Some MozSurface implementations use CPU-side shared memory to share the texture data accross processes, and require a GPU texture upload when interfacing with a TextureSource. In this case we say that the surface has an internal buffer (because it is implicitly equivalent to double buffering where the shared data is the back buffer and the GPU side texture is the front buffer). We also say that it doesn't do "direct texturing" meaning that we don't draw directly into the GPU-side texture.

Examples:

 * Shmem MozSurface + OpenGL TextureSource: Has an internal buffer (no direct texturing)
 * Gralloc MozSurface + Gralloc TextureSource: No internal buffer (direct texturing)

While direct texturing is usually the most efficient way, it is not always available depending on the platform and the required allocation size or format. Textures with internal buffers have less restrictions around locking since the host side will only need to read from the MozSurface once per update, meaning that we can often get away with single buffering where we would need double buffering with direct texturing.

## Alternative solutions

### Sending ownership back and forth between the client and host sides through message passing, intead of sharing.

The current design of MozSurface makes the surface accessible from both sides at the same time, forcing us to do Locking and have a hand shake around deallocating the shared data, while using pure message passing and making the surface accessible only from one side at a time would avoid these complications.

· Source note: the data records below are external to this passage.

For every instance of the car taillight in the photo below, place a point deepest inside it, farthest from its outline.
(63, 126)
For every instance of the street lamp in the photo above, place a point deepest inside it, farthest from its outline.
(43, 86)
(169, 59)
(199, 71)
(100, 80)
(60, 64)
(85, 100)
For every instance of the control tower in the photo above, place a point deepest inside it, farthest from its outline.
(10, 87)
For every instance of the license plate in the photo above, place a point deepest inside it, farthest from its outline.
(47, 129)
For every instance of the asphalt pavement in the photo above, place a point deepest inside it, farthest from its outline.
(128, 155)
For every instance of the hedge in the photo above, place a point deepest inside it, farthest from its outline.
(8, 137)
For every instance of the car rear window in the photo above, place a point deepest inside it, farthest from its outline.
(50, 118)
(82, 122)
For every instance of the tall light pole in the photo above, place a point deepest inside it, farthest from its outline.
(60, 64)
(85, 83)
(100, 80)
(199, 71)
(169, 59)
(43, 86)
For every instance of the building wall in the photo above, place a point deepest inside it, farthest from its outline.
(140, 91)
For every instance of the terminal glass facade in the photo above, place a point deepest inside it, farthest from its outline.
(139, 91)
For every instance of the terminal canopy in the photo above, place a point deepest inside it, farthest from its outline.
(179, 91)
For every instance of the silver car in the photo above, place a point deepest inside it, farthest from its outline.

Using pure message passing was actually the first approach we tried when we created the first version of TextureClient and TextureHost. This strategy failed in several places, partly because of some legacy in Gecko's architecture, and partly because of some of optimizations we do to avoid copying surfaces.

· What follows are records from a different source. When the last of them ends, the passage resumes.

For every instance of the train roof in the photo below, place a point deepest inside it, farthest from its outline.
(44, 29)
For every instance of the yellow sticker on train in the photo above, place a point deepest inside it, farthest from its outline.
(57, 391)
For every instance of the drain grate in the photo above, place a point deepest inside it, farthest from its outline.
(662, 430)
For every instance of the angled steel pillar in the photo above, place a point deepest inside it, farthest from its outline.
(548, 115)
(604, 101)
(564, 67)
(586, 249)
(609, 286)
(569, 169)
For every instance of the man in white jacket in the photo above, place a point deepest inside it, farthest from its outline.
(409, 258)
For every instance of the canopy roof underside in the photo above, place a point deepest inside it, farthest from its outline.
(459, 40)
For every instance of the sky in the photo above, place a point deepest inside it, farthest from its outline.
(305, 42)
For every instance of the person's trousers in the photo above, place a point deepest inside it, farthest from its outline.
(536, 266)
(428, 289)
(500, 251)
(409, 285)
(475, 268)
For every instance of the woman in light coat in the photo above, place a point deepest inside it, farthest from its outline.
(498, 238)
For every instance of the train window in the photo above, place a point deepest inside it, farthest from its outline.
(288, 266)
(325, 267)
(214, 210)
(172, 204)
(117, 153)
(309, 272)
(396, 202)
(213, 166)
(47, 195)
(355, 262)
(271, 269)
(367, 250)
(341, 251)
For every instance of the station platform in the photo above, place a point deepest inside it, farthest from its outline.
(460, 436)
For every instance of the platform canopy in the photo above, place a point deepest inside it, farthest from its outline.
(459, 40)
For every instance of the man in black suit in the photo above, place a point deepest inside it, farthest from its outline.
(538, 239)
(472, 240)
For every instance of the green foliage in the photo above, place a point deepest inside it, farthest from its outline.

We need a given surface to be accessible on both the client and host for the following reasons:

* Gecko can at any time require read access on the client side to a surface that is shared with the host process, for example to build a temporary layer manager and generate a screenshot. This is mostly a legacy problem.
* We do some copy-on-write optimizations on surfaces that are shared with the compositor in order to keep invalid regions as small as possible. Out tiling implementation is an example of that.
* Our buffer rotation code on scrollable non-tiled layers also requires a synchronization on the client side between the front and back buffers, while the front buffer is used on the host side.

## Backends

We have MozSurface implementaions (classes inheriting from TextureClient/TextureHost) for OpenGL, Software, D3D9, and D3D11 backends.
Some implemtations can be used with any backend (ex. ShmemTextureClient/Host).

## Users of MozSurface

MozSurface is the mechanism used by layers to share surfaces with the compositor, but it is not limited to layers. It should be used by anything that draws into a surface that may be shared with the compositor thread.

## Testing

TODO - How can we make MozSurface more testable and what should we test?

## Future work

### Rename TextureClient/TextureHost

The current terminology is very confusing.

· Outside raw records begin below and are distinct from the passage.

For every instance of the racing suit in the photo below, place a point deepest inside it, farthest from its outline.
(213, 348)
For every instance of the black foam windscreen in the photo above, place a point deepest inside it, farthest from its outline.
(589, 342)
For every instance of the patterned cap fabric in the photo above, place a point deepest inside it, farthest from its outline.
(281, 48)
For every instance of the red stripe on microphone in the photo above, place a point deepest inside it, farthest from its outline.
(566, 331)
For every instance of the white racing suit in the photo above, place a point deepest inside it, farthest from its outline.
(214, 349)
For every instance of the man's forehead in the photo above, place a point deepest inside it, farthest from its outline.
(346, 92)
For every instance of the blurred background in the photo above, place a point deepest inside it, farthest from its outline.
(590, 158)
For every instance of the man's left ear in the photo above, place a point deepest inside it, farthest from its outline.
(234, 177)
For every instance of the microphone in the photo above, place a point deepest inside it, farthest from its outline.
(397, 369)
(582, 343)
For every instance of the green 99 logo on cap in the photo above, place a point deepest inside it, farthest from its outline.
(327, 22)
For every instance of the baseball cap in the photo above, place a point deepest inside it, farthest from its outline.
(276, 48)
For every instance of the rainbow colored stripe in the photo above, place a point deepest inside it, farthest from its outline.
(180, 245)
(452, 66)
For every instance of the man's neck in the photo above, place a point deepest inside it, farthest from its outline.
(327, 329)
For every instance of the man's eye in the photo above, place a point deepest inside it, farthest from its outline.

### Unify TextureClient and TextureHost

TextureClient and TextureHost should live under a common interface to better hide the IPC details. The base classe should only expose the non-ipc related methods such as Locking, access through a DrawTarget, access to a TextureSource.

### Using a MozSurface as a source for Drawing

MozSurface should be able to expose a borrowed Moz2D SourceSurface that is valid between Lock and Unlock similarly to how it exposes a DrawTarget.

## Comparison with other APIs

MozSurface is somewhat equivalent to Gralloc on Android/Gonk: it is a reference counted cross-process surface with locking semantics. While Gralloc can interface itself with OpenGL textures for compositing, MozSurface can interface itself to TextureSource objects.

MozSurface should not be confused with higher level APIs such as EGLStream. A swap-chain API like EGLStream can be implemented on top of MozSurface, but MozSurface's purpose is to define and manage the memory and resources of shared texture data.